Em 1930, com 27 anos, casou-se Galeazzo Ciano com Edda Mussolini, a filha do ditador Mussolini, numa cerimônia religiosa com quatro mil convidados. O cruel ditador italiano escolhera Ciano para ser a face aceitável de seu tosco regime, por circular com pompa e desenvoltura nos ambientes sociais mais sofisticados na Itália e no exterior. Era mentiroso e hipócrita como somente um liberal pode ser, mas proferia as patranhas mais disparatadas com graça, encantando os interlocutores menos avisados. Vestia-se impecavelmente com tecidos ingleses trabalhados por alfaiates italianos. Naquele período, já havia tido cargos diplomáticos no Brasil e na Argentina.

Foi piloto da aeronáutica italiana, conduzindo bombardeiros que inclusive bombardearam populações civis com armas químicas, na campanha da Etiópia, em 1936. Ao regressar de sua campanha em África, naquele mesmo ano, com 33 anos de idade, foi nomeado ministro das relações exteriores da Itália, cargo que manteve até o início de 1943. Durante sua gestão à frente do ministério fascista das relações exteriores, apoiou a intervenção italiana na guerra civil espanhola; apoiou e subsidiou o movimento integralista no Brasil; foi o fautor da aliança militar chamada Eixo Roma, Berlim e Tóquio; e participou da Conferência de Munique de 1938. Na ocasião da formatação do Eixo, Ciano assinou o respectivo tratado sem se ater aos respectivos detalhes, o que causou um comentário do experiente embaixador Attolico, um profissional italiano da velha diplomacia, no sentido de que “nunca é bom um tratado aceito sem discussões, se o texto foi preparado pelo outro contraente”.
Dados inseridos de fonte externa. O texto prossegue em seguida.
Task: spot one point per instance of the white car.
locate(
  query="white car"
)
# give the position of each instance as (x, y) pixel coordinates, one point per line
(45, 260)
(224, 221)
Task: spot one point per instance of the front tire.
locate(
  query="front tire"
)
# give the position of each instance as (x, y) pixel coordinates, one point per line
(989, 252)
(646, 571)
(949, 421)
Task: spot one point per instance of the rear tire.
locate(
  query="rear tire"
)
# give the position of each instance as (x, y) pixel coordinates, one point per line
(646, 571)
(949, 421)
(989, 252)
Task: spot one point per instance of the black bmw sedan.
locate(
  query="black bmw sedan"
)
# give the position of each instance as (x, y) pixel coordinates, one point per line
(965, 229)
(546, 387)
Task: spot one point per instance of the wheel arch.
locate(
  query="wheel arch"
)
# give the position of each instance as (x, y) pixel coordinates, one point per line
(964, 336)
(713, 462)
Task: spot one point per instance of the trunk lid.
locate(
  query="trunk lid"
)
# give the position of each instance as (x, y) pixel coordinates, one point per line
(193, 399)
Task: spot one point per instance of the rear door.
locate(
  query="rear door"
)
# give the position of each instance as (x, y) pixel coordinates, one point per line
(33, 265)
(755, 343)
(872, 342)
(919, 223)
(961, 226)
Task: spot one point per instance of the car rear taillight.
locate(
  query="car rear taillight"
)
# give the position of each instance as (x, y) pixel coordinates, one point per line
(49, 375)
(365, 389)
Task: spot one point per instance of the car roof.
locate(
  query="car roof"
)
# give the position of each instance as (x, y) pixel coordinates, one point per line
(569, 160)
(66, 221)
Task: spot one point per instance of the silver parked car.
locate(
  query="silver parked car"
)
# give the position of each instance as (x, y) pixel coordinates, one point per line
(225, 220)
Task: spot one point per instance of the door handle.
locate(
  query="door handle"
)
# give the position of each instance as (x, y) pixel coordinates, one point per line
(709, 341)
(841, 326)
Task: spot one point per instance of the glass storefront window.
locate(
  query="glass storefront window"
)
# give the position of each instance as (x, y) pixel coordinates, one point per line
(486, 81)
Tardiamente temeroso com uma possível adversa sorte da guerra, o que poderia prejudicar os seus vastos interesses econômicos, procurou convencer o sogro da importância da neutralidade, mas as suas ações pregressas como ministro de estado das relações exteriores levaram a Itália, inexoravelmente a se posicionar ao lado da Alemanha, no conflito mundial. Milhões de italianos morreram como resultado da aventura fascista, inclusive sob tortura, assassinados nas ruas, nas masmorras e nos campos de concentração. O país se viu dividido politicamente. A população passava fome. A infraestrutura nacional foi destruída pelos bombardeios aliados, da mesma maneira que grande parte da milenar herança histórica. O orgulhoso povo italiano perdeu a autoestima. Centenas de milhares de deficientes físicos e prisioneiros de guerra tiveram dificuldades de ingressar numa economia formal, que tardou a se estabelecer.
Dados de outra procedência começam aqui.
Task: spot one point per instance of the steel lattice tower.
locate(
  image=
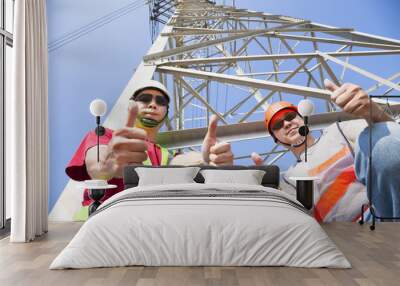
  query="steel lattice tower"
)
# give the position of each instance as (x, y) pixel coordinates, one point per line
(205, 48)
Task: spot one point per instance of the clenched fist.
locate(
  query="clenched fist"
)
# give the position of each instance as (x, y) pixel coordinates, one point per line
(128, 146)
(215, 153)
(354, 100)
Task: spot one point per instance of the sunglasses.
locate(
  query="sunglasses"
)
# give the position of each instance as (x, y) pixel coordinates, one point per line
(147, 98)
(278, 124)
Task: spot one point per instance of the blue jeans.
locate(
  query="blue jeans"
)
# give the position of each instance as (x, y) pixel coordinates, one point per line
(385, 170)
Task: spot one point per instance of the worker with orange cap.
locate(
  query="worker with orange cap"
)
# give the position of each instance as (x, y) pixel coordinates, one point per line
(339, 157)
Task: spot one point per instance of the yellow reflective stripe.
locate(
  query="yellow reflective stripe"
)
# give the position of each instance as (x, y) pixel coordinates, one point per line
(147, 162)
(164, 156)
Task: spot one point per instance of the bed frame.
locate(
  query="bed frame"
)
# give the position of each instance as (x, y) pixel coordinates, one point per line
(270, 179)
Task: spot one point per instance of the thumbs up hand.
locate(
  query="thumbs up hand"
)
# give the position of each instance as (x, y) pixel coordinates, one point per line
(127, 146)
(354, 100)
(215, 153)
(258, 161)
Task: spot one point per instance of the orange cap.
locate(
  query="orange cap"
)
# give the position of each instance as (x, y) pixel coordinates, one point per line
(273, 109)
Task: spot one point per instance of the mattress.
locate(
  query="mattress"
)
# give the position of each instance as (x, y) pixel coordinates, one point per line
(200, 225)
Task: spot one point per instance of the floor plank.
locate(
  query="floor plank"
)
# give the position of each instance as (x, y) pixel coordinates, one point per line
(374, 255)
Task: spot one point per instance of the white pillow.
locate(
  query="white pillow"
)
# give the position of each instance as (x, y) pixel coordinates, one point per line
(166, 176)
(248, 177)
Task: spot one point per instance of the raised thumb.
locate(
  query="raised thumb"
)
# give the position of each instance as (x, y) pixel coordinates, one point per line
(212, 127)
(329, 85)
(258, 161)
(132, 114)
Galeazzo Ciano procurou proteger seus interesses econômicos familiares e se voltou contra o próprio sogro, Mussolini, depondo-o numa reunião do Grande Conselho do Fascismo, em meados de 1943. Ciano refugiou-se na Alemanha, em busca de um salvo conduto para a Espanha, de onde procuraria defender seus interesses econômicos, mas foi preso pelos nazistas. Libertado pelos alemães e reconduzido Mussolini à chefia da infame República de Salò, Ciano foi enviado de volta à Itália onde foi fuzilado pelo sogro em Verona, em 1944.
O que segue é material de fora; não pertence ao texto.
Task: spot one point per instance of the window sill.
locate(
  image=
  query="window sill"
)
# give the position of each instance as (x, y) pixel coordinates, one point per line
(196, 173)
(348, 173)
Ciano, conhecido e reverenciado como “o mais belo do reinado”, foi competente para lidar com as futilidades, para seduzir mulheres fáceis, para manter cortesãs, para angariar ganhos econômicos e financeiros, para enganar os tolos com suas mentiras, para ser adulado pelos mercenários liberais e pelas massas fascistas ignaras, mas nada disso o impediu de conduzir o seu país ao desastre, através da diplomacia, nem o levou a impedir a própria morte diante um pelotão de fuzilamento numa fria manhã na periferia de Verona.
A duras penas, o povo italiano aprendeu o custo de um diplomata incompetente de um regime espúrio.